# Geocode

Map the standardized dataset.

Import Python tools

In [5]:
import os
import time
import json
import pandas as pd
from googlegeocoder import GoogleGeocoder
from geojson import Feature, Point, FeatureCollection
from googlegeocoder import GeocoderResult, AddressComponent, Geometry, Coordinates, Bounds

Read in standardized data

In [6]:
df = pd.read_csv(
    "output/trees.csv",
    parse_dates=["date"],
    dtype={"ward": str}
)

Pull out unique addresses

In [7]:
address_df = pd.DataFrame(df['address'].unique(), columns=["address"])

In [8]:
address_list = list(address_df.address)

Initialize the Google geocoder

In [9]:
geocoder = GoogleGeocoder(os.getenv("GOOGLE_GEOCODER_API_KEY"))

Load any addresses that have been previously geocoded.

In [10]:
geocoding_cache = json.load(open("output/geocoding.json", "r"))

Filter down to addresses that haven't already been geocoded.

In [11]:
unmapped_list = [a for a in address_list if a not in geocoding_cache and not pd.isnull(a)]

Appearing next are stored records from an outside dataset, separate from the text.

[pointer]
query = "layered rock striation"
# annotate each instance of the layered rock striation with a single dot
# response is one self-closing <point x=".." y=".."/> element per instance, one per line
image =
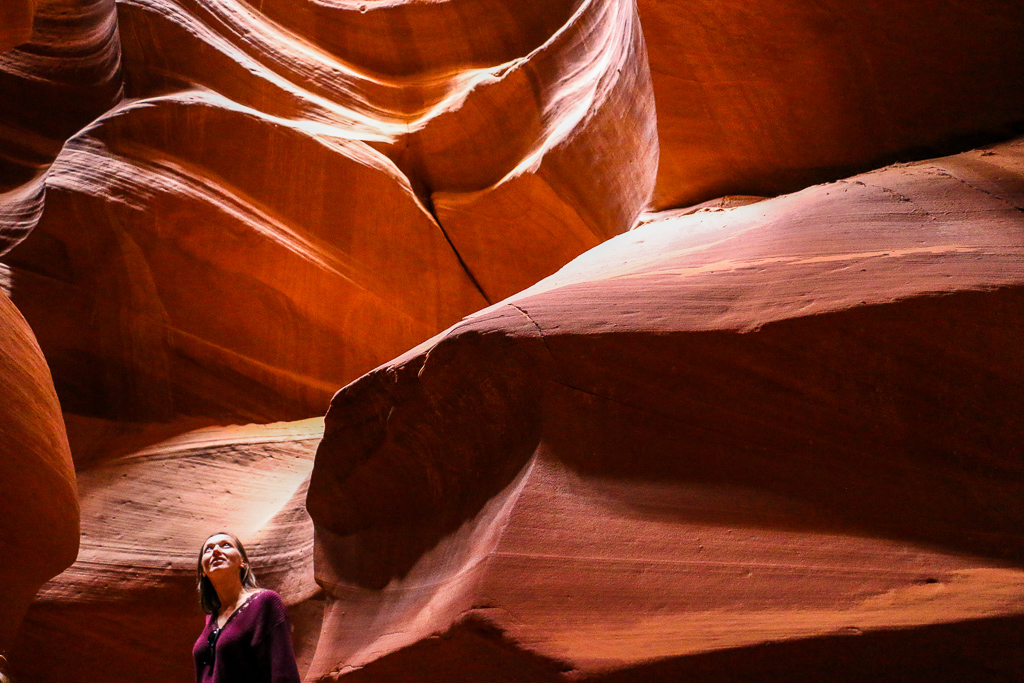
<point x="771" y="97"/>
<point x="792" y="419"/>
<point x="128" y="604"/>
<point x="39" y="534"/>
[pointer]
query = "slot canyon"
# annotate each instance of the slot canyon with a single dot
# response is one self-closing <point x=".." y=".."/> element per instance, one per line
<point x="617" y="341"/>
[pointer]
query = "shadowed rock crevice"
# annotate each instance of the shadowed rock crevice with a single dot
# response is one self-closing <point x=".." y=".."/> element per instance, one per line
<point x="721" y="429"/>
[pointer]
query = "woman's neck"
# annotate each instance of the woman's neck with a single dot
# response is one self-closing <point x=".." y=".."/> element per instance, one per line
<point x="228" y="594"/>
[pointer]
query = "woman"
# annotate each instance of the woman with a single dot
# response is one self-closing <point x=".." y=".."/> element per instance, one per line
<point x="248" y="638"/>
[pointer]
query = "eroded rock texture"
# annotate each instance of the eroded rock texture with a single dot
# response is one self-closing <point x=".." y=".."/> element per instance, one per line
<point x="772" y="96"/>
<point x="274" y="213"/>
<point x="128" y="604"/>
<point x="793" y="419"/>
<point x="38" y="502"/>
<point x="64" y="73"/>
<point x="742" y="422"/>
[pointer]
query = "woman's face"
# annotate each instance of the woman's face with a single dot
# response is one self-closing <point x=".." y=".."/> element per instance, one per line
<point x="221" y="554"/>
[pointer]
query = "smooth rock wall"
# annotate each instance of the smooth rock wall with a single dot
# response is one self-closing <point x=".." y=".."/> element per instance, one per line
<point x="792" y="419"/>
<point x="39" y="510"/>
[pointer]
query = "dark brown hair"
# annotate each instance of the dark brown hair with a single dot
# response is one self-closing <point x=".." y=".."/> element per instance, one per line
<point x="208" y="599"/>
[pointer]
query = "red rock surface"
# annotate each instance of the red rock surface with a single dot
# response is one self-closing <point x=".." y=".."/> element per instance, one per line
<point x="792" y="419"/>
<point x="741" y="422"/>
<point x="129" y="604"/>
<point x="769" y="97"/>
<point x="61" y="76"/>
<point x="15" y="23"/>
<point x="39" y="512"/>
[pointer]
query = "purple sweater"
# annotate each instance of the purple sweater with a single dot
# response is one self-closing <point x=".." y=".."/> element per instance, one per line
<point x="255" y="645"/>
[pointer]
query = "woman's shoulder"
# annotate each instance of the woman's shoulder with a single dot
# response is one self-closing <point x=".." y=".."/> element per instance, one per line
<point x="267" y="599"/>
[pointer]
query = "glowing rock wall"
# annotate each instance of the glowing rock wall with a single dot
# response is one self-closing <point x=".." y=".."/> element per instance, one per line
<point x="719" y="426"/>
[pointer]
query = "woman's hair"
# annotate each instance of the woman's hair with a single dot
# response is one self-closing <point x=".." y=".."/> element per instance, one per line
<point x="208" y="599"/>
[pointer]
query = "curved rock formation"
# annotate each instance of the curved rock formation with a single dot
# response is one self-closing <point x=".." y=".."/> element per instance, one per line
<point x="772" y="97"/>
<point x="61" y="76"/>
<point x="793" y="419"/>
<point x="486" y="108"/>
<point x="39" y="514"/>
<point x="129" y="604"/>
<point x="15" y="23"/>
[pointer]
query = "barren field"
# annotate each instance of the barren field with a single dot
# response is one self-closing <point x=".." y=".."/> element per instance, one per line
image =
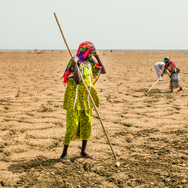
<point x="148" y="133"/>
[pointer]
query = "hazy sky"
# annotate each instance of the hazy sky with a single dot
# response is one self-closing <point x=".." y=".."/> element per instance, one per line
<point x="109" y="24"/>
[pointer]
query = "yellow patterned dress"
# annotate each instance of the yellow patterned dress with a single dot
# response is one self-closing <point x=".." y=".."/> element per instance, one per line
<point x="79" y="106"/>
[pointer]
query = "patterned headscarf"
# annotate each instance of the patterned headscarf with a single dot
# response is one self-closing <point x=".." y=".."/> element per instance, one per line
<point x="82" y="53"/>
<point x="166" y="58"/>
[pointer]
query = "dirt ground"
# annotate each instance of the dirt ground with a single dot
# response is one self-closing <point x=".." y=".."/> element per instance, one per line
<point x="148" y="133"/>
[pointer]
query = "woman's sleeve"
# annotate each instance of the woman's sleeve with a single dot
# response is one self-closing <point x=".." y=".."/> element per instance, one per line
<point x="173" y="68"/>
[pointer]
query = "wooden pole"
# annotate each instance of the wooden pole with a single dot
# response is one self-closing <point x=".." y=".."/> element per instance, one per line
<point x="87" y="90"/>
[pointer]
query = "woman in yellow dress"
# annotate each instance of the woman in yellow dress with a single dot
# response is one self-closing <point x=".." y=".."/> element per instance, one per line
<point x="76" y="99"/>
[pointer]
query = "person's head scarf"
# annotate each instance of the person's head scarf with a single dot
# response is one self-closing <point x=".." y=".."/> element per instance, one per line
<point x="82" y="53"/>
<point x="168" y="59"/>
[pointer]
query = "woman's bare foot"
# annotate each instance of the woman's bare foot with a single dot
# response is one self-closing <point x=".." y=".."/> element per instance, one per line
<point x="180" y="89"/>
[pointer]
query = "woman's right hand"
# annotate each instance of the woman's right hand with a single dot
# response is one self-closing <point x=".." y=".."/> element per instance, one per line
<point x="75" y="59"/>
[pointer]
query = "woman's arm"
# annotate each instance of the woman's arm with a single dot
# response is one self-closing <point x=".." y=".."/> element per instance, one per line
<point x="103" y="70"/>
<point x="76" y="76"/>
<point x="163" y="72"/>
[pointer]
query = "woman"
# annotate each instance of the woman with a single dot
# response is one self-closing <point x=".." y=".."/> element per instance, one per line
<point x="174" y="74"/>
<point x="76" y="100"/>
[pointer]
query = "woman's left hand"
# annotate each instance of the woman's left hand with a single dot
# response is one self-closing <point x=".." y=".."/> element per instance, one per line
<point x="95" y="54"/>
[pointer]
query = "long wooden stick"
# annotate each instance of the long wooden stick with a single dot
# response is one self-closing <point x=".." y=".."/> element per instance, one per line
<point x="86" y="88"/>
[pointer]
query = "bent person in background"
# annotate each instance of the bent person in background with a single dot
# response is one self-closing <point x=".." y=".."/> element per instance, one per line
<point x="174" y="74"/>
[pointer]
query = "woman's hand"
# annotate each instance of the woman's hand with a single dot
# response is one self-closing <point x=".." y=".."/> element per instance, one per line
<point x="75" y="59"/>
<point x="95" y="55"/>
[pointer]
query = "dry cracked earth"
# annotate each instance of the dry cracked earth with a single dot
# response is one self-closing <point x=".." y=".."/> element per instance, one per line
<point x="148" y="133"/>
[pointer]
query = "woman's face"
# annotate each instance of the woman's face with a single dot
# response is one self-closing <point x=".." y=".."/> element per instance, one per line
<point x="166" y="60"/>
<point x="90" y="54"/>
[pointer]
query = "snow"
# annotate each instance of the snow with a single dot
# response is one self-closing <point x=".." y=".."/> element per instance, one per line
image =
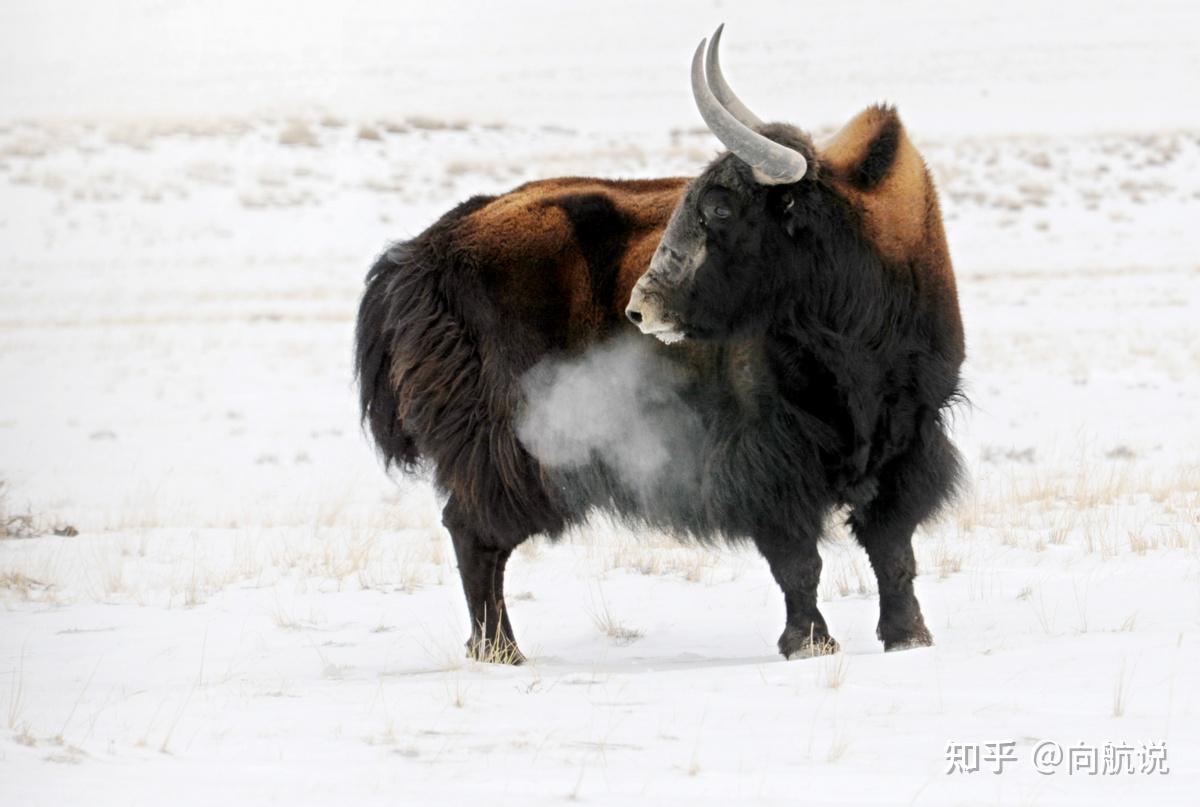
<point x="190" y="195"/>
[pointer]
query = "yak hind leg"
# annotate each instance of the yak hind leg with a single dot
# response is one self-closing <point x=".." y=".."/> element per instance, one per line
<point x="796" y="566"/>
<point x="912" y="489"/>
<point x="481" y="561"/>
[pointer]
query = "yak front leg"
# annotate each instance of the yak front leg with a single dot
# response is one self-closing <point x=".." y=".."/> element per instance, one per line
<point x="796" y="566"/>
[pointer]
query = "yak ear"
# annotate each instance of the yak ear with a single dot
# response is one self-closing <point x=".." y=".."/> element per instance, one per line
<point x="871" y="162"/>
<point x="864" y="151"/>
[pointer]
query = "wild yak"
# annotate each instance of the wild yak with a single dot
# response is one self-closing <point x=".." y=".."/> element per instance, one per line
<point x="807" y="317"/>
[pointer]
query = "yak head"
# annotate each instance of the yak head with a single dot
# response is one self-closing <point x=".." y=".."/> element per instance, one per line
<point x="777" y="220"/>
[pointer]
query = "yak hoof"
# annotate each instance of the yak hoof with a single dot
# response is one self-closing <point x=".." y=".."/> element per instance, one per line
<point x="919" y="638"/>
<point x="495" y="651"/>
<point x="805" y="644"/>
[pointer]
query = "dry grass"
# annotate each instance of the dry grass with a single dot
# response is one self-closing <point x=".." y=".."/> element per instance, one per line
<point x="1121" y="692"/>
<point x="611" y="627"/>
<point x="832" y="670"/>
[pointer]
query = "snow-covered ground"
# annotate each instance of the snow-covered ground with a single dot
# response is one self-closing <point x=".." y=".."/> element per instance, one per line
<point x="190" y="196"/>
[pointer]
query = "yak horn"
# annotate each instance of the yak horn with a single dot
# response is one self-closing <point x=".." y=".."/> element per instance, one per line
<point x="721" y="88"/>
<point x="772" y="163"/>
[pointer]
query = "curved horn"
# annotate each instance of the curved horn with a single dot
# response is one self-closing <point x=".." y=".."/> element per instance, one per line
<point x="772" y="163"/>
<point x="721" y="88"/>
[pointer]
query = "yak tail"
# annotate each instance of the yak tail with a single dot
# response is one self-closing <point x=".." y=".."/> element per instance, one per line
<point x="373" y="360"/>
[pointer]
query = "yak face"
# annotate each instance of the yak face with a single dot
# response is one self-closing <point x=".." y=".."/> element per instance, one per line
<point x="726" y="259"/>
<point x="777" y="220"/>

Loop through them, geocode them and add them to the cache.

In [12]:
for address in unmapped_list:
    try:
        search = geocoder.get(f"{address}, Chicago, IL")
    except:
        continue
    geocoding_cache[address] = search
    time.sleep(0.1)

Write out the results

In [13]:
class ComplexEncoder(json.JSONEncoder):
    def default(self, obj):
        if isinstance(obj, (GeocoderResult,AddressComponent, Geometry, Coordinates, Bounds)):
            return obj.__dict__
        return json.JSONEncoder.default(self, obj)

In [14]:
json.dump(
    geocoding_cache,
    open("output/geocoding.json", "w"),
    cls=ComplexEncoder,
    indent=2
)

Convert the results to geojson

In [15]:
def to_geojson(address, obj):
    """
    Convert Google Geocoder result to GeoJSON
    """
    geom = obj['geometry']['location']
    return Feature(
        geometry=Point((geom['lng'], geom['lat'])),
        properties={
            'address': address,
        }
    )

In [16]:
geocoding_cache = json.load(open("output/geocoding.json", "r"))

In [17]:
feature_list = []
for address, obj_list in geocoding_cache.items():
    feature_list.append(to_geojson(address, obj_list[0]))

In [18]:
feature_collex = FeatureCollection(feature_list)

Write out the GeoJSON

In [19]:
json.dump(
    feature_collex,
    open("output/geocoding.geojson", "w"),
    indent=2
)